提醒他记住自己的身份,记住生母的卑微,记住在这深宫之中,他是何等无足轻重,任人拿捏的存在。
终于,一个穿着体面的嬷嬷从殿内走出。
她目光扫过依旧跪在阶下的云棠,脸上没什么表情,声音平板无波:“太后娘娘今日身子乏,不见外客了,七殿下且回吧。”
“儿臣谨遵慈谕,恭祝太后娘娘凤体安康。”云棠依礼叩首,声音平稳,听不出情绪。
他慢慢站起身。
双腿麻木得不听使唤,针刺般的麻痒从脚底一路窜到膝盖,踉跄了一下才勉强站稳。
他悄然活动了一下僵硬的脚踝,待那股难受的麻痹感稍退,才转身沿着来路慢慢往回走。
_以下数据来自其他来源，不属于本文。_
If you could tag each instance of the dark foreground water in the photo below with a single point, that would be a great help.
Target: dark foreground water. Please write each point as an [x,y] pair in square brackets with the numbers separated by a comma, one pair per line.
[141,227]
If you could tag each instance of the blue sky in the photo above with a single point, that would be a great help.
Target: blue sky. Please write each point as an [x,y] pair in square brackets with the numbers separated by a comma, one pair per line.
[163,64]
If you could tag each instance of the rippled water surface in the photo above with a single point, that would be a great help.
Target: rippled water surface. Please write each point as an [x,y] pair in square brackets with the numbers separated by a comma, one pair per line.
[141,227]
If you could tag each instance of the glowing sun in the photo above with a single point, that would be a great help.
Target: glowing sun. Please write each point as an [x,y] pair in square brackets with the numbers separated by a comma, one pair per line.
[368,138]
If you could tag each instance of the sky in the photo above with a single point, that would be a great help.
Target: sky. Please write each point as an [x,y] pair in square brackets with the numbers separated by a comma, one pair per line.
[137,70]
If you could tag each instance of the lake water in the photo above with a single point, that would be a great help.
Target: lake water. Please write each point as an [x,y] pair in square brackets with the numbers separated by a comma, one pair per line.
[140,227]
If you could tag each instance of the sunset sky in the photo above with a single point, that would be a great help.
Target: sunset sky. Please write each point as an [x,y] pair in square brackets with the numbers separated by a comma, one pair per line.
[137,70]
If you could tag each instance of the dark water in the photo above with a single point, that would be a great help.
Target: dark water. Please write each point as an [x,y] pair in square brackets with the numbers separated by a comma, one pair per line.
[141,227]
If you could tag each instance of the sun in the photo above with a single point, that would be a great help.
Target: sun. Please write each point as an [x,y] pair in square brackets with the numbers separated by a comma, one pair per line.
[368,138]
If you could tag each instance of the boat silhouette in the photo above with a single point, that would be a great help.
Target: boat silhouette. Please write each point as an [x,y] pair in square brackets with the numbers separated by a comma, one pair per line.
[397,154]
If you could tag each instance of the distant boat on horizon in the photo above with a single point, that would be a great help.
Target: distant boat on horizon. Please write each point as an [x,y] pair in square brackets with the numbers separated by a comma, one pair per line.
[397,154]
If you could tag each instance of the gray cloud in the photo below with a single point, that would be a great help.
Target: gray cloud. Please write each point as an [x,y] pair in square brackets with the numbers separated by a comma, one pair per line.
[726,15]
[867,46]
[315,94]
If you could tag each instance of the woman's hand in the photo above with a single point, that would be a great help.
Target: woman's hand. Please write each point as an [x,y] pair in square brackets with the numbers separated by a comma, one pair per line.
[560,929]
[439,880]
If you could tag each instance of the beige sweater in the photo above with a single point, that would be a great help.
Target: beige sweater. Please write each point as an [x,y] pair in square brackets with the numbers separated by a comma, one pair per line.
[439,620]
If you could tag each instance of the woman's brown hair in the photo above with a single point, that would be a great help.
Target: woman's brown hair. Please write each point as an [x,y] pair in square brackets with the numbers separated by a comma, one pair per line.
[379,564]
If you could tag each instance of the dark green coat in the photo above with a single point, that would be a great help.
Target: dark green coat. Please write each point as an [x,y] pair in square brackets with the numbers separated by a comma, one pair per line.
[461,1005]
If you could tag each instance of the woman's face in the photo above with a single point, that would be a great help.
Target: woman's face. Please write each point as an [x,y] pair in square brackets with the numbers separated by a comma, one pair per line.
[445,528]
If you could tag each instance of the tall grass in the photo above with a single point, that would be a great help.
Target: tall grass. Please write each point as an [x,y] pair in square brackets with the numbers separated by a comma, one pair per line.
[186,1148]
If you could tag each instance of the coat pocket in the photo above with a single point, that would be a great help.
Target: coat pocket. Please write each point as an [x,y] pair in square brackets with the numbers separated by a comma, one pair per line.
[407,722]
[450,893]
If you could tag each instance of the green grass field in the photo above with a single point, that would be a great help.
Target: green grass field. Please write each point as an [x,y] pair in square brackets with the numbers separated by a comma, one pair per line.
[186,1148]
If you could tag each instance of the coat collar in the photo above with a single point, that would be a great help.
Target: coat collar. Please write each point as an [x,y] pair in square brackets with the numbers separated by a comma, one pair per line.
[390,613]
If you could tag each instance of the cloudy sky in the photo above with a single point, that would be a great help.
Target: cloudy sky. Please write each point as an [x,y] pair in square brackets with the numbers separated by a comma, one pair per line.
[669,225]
背影挺直,却单薄得仿佛一阵风就能吹倒。
回清莲苑有两条路。
一条是较为宽敞平坦的主宫道,沿途会经过几处妃嫔宫殿和御书房附近,往来人多眼杂。
另一条则是穿过御花园西北角的偏僻小径,绕远些,但胜在人少清净。
云棠毫不犹豫地选择了后者。
他不想遇见任何人,不想再承受那些或明或暗的打量和议论。
昨日宫宴之事,想必早已传遍宫廷各个角落,今日太后刻意不见,更是一种态度。
他只想尽快回到清莲苑那方狭小冰冷的天地里。
至少那里没有这么多眼睛。
踏入御花园,冬日的萧瑟扑面而来。
昔日繁花似锦的园子此刻一片凋零。
荷塘结了厚厚的冰,残荷枯梗冻在冰面下,姿态扭曲。
花圃里只剩下些耐寒的冬青,叶片蒙着一层灰白。
假山石上覆盖着未化的积雪,在灰暗天光下显得冷硬嶙峋。
树木光秃秃的枝桠伸向天空,像无数干枯的手臂。
小径以鹅卵石铺就,积雪清扫得不算彻底,有些地方结了薄冰,踩上去需格外小心。
园中寂静,只有寒风穿过枯枝的呜咽和云棠自己轻缓的脚步声。
他拉紧了衣领,低头快步走着,只想尽快穿过这片开阔地带。
就在他经过一处太湖石堆叠的假山时。
“哟,这不是七弟么?”一道带着戏谑和恶意的声音,突兀地从假山后响起。
云棠脚步猛地顿住,心脏骤然一缩。
假山后转出三个人,为首的正是一身华贵绛紫常服的三皇子楚云凌。
他今日未戴冠,只用金簪绾发,脸上带着宿醉未醒的慵懒和一种猫捉老鼠般的玩味笑意。
身后跟着两名身材魁梧,眼神精悍的贴身太监,一左一右,堵住了小径的去路。
云棠瞳孔微缩,下意识后退半步,脊背绷紧。
他怎么会在这里?
“怎么,见了皇兄,连礼都不会行了?”
楚云凌慢悠悠地踱步上前,嘴角噙着笑,目光像冰冷的钩子,在云棠苍白的脸上逡巡。
云棠垂下眼,依礼躬身:“见过三皇兄。”
“免了。”楚云凌虚抬了下手,笑容更深,却未达眼底,“七弟这是打哪儿来啊?哦,是了,刚从慈宁宫请安回来吧?啧,跪了有半个时辰?”
话语里的讥讽毫不掩饰。
云棠抿紧唇,没接话。
楚云凌又上前一步,距离近得能闻到他身上传来的,熏香的浑浊气息。
他上下打量着云棠,目光像是要剥开那层单薄的月白锦袍。